Let’s briefly review the basics of what’s wrong with Diskant’s argument:
1. The Appointments Clause (Art. II, section 2, cl. 2) of the Constitution provides that the president “shall nominate, and by and with the Advice and Consent of the Senate, shall appoint Ambassadors, other public Ministers and Consuls, Judges of the supreme Court, and all other Officers of the United States.”
The Appointments Clause thus restricts the president’s power to appoint officers by conditioning any such appointment on prior receipt of the Senate’s “Advice and Consent” on a nomination.
2. The Appointments Clause clearly implies a power on the part of the Senate to give advice on and, if it chooses to do so, to consent to a nomination, but it says nothing about how the Senate should go about exercising that power. The text of the Constitution thus leaves the Senate free to exercise that power however it sees fit.
3. Throughout American history, the Senate has frequently—surely, thousands of times—exercised its power over nominations by declining to act on them. (The same Appointments Clause applies equally to Supreme Court nominations and other nominations, so any constitutional argument about what that clause means must apply to all nominations.) That’s been true of judicial nominations generally and also of Supreme Court nominations. As law professor Larry Tribe once put it, “The Senate has ways of blocking Supreme Court nominations other than by straightforward rejection in a confirmation vote.” To illustrate the point, he cited an instance in which the Senate “killed” a nomination “by simply refusing to act upon it.”
4. Thus, the factual premise of Diskant’s waiver argument—that the Senate, by refusing to process the Garland nomination, is “simply fail[ing] to perform its constitutional duty”—is flatly wrong. The Senate is performing its constitutional duty in the manner that it sees fit.
5. Diskant’s waiver argument is also manifestly wrong as a legal matter. Diskant is essentially arguing that the Appointments Clause gives the Senate a veto power that it must exercise affirmatively in order not to waive its ability to block a nominee.
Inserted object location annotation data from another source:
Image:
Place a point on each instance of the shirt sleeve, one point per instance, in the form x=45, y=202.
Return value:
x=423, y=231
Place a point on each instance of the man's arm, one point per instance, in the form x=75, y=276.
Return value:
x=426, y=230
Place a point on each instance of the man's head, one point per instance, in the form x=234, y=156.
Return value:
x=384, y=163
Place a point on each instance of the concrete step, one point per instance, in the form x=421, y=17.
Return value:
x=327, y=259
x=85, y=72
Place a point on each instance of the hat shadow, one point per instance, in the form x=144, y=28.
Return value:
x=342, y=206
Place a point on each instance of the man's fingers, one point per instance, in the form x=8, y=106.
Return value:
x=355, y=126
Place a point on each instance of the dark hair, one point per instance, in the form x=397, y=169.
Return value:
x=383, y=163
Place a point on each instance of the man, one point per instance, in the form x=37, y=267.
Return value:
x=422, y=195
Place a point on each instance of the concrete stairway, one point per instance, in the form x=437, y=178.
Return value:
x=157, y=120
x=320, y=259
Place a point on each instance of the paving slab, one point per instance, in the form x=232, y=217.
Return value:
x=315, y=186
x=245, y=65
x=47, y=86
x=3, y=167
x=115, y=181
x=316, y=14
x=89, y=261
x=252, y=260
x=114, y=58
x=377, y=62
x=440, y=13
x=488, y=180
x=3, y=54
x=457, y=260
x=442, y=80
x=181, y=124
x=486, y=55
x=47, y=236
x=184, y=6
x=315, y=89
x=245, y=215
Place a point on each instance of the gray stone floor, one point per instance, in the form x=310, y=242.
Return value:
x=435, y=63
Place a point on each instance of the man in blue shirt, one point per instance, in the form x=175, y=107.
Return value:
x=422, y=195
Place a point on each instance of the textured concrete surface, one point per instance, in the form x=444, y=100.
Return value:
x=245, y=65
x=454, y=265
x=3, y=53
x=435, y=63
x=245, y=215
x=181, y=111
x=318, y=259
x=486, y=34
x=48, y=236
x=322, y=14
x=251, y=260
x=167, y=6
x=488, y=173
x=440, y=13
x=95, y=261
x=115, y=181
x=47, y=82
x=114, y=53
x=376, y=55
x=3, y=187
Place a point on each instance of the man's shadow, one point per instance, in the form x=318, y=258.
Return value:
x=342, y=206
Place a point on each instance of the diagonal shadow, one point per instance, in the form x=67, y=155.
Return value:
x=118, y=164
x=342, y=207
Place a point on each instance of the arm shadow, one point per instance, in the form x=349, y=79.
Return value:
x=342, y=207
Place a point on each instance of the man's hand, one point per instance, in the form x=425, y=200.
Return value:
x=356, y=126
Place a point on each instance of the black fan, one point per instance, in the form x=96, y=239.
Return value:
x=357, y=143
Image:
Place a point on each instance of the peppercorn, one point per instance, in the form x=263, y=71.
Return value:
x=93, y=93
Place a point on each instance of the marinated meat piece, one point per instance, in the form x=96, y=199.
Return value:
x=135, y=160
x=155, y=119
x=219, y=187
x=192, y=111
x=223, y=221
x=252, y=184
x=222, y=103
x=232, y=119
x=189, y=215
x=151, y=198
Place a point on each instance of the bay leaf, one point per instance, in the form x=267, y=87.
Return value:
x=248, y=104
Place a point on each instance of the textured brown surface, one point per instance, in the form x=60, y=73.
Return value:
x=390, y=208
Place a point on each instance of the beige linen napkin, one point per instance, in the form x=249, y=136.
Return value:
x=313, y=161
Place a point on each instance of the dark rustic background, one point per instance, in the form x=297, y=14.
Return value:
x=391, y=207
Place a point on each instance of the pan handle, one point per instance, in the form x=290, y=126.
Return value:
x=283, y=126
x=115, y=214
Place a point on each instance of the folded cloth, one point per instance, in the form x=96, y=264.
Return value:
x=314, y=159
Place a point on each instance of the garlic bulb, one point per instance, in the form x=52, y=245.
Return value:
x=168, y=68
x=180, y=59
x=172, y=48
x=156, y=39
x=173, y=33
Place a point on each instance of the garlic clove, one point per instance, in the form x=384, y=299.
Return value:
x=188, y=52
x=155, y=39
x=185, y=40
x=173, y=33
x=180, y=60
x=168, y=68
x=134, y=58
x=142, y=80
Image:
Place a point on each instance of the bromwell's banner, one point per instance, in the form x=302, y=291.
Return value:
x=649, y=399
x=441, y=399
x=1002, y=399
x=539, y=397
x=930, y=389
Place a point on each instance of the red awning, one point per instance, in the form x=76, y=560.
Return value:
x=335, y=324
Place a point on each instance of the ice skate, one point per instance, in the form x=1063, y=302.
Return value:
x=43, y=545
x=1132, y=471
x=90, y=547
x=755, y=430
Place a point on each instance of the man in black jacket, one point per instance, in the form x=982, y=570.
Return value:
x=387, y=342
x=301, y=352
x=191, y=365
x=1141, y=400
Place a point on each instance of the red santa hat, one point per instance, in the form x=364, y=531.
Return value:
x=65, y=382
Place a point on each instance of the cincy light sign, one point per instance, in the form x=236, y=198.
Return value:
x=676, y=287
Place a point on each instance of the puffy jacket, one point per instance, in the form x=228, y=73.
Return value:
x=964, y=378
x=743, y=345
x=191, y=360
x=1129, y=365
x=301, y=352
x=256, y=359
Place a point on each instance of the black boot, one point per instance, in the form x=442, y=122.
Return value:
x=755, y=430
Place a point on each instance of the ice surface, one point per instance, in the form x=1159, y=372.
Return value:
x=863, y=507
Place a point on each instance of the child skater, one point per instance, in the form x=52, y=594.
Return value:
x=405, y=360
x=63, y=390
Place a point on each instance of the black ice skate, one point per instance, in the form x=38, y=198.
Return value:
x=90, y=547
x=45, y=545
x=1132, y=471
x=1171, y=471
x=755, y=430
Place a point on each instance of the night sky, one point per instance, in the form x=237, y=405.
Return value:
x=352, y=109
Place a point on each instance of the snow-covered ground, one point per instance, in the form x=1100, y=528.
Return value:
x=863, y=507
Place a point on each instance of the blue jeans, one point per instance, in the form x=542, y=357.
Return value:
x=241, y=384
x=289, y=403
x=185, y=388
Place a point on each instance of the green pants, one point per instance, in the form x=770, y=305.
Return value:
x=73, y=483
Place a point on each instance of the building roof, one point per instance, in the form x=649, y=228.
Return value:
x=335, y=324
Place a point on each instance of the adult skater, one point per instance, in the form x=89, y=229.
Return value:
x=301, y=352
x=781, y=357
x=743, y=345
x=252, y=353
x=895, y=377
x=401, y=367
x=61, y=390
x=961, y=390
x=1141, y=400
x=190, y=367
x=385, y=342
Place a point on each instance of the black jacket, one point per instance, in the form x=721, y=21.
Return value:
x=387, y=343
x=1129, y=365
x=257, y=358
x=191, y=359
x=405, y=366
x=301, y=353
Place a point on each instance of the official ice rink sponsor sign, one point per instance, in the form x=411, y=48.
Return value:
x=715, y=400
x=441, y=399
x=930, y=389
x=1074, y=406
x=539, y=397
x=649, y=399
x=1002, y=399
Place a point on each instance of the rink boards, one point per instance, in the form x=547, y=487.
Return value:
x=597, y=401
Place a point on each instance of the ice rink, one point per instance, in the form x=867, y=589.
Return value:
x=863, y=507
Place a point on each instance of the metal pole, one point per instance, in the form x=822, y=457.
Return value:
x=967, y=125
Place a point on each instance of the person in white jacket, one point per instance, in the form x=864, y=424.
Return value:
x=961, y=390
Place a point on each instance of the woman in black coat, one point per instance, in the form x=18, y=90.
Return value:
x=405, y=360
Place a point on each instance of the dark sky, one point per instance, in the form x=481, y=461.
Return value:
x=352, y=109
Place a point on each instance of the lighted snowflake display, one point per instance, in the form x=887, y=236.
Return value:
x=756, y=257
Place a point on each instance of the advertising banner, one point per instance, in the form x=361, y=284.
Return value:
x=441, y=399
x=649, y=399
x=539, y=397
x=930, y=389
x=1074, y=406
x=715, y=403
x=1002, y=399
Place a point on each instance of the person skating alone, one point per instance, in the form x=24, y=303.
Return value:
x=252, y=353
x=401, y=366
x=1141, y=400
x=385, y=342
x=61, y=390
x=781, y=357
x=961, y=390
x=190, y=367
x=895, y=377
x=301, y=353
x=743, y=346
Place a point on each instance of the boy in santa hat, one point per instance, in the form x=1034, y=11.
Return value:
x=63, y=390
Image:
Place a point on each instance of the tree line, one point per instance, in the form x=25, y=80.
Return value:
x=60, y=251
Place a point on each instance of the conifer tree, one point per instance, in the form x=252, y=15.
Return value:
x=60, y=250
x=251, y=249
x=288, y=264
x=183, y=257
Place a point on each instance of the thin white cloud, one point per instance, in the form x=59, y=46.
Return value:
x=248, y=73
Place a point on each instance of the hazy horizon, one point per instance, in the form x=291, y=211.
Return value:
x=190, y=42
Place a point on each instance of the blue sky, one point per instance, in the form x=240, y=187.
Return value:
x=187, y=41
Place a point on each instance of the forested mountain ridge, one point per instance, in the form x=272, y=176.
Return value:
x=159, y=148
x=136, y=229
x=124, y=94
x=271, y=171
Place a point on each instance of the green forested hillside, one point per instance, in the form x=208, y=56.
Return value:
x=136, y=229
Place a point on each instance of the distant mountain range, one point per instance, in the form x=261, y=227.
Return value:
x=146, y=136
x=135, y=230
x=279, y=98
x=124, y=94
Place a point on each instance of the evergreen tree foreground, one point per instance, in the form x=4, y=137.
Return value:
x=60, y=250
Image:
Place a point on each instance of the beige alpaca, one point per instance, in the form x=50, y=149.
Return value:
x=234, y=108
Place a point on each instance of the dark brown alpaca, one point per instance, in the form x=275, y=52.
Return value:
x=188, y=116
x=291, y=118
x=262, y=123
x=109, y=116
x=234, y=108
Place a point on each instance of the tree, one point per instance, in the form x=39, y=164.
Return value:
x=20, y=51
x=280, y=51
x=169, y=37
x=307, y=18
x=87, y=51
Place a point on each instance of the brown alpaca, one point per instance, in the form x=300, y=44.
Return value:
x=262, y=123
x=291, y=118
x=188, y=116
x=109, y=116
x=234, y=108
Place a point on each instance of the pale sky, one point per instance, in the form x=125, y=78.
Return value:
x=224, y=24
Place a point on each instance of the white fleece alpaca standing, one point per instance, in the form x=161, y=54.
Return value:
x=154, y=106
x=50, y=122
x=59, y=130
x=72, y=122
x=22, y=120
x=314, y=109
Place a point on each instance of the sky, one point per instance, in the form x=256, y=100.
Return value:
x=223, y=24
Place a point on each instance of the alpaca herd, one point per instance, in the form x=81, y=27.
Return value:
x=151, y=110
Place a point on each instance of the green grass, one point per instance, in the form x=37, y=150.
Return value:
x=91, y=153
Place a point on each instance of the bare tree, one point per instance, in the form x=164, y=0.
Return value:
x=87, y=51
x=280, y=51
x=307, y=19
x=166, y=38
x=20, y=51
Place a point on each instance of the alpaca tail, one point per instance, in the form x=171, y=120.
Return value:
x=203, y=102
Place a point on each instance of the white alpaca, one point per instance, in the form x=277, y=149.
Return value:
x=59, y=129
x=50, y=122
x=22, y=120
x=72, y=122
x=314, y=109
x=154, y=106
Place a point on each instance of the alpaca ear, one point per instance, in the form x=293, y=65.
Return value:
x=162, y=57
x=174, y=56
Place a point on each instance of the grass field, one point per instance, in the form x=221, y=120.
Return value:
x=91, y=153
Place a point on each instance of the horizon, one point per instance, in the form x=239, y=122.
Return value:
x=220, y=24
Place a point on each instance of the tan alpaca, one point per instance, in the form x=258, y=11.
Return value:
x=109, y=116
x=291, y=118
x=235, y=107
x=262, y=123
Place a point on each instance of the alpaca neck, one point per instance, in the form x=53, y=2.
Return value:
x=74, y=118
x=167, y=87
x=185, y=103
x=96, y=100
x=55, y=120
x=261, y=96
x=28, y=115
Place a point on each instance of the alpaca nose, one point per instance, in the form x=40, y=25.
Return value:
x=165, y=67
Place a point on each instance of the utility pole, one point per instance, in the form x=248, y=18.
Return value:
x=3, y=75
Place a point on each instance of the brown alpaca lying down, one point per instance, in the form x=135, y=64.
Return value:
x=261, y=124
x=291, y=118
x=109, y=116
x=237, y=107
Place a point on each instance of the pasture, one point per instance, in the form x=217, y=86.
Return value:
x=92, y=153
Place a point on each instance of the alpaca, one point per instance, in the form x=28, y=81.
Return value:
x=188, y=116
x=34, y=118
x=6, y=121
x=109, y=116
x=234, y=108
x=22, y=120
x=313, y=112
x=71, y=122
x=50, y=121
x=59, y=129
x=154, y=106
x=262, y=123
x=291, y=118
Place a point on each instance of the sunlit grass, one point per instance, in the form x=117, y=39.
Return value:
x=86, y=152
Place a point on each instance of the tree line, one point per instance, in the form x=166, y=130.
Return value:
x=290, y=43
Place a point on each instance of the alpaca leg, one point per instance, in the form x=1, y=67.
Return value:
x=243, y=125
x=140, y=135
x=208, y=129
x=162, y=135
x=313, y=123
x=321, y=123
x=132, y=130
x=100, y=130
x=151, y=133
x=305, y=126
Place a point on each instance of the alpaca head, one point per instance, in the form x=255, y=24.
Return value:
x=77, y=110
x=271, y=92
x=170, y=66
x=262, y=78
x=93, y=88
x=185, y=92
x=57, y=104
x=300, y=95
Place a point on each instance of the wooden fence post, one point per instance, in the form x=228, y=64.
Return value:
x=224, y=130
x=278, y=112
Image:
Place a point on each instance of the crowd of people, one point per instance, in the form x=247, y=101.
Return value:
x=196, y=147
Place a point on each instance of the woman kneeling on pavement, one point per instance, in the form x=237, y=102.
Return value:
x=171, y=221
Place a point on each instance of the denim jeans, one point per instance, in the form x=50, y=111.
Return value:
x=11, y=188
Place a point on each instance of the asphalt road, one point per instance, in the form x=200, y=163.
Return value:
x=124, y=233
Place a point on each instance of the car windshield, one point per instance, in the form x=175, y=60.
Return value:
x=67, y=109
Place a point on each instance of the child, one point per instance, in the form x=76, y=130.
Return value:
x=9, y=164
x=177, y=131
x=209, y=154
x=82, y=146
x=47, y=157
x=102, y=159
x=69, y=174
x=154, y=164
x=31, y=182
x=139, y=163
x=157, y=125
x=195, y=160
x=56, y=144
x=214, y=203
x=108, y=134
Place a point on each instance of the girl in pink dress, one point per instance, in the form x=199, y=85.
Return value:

Thus, he argues that the Senate does not have the “right to pocket veto the president’s nominations.” But the Framers specifically rejected the veto model (see point 3 here), and the lack of any time frame on the Senate’s power to act simply confirms the broader point that the Constitution leaves the Senate free to act as it chooses.
(I’m not going to bother with Diskant’s further follies, including his extrapolation of a “reasonable” time limit on Senate action and his contemplation of a Supreme Court ruling on whether President Obama’s purported appointment-without-confirmation of Garland would be effective.)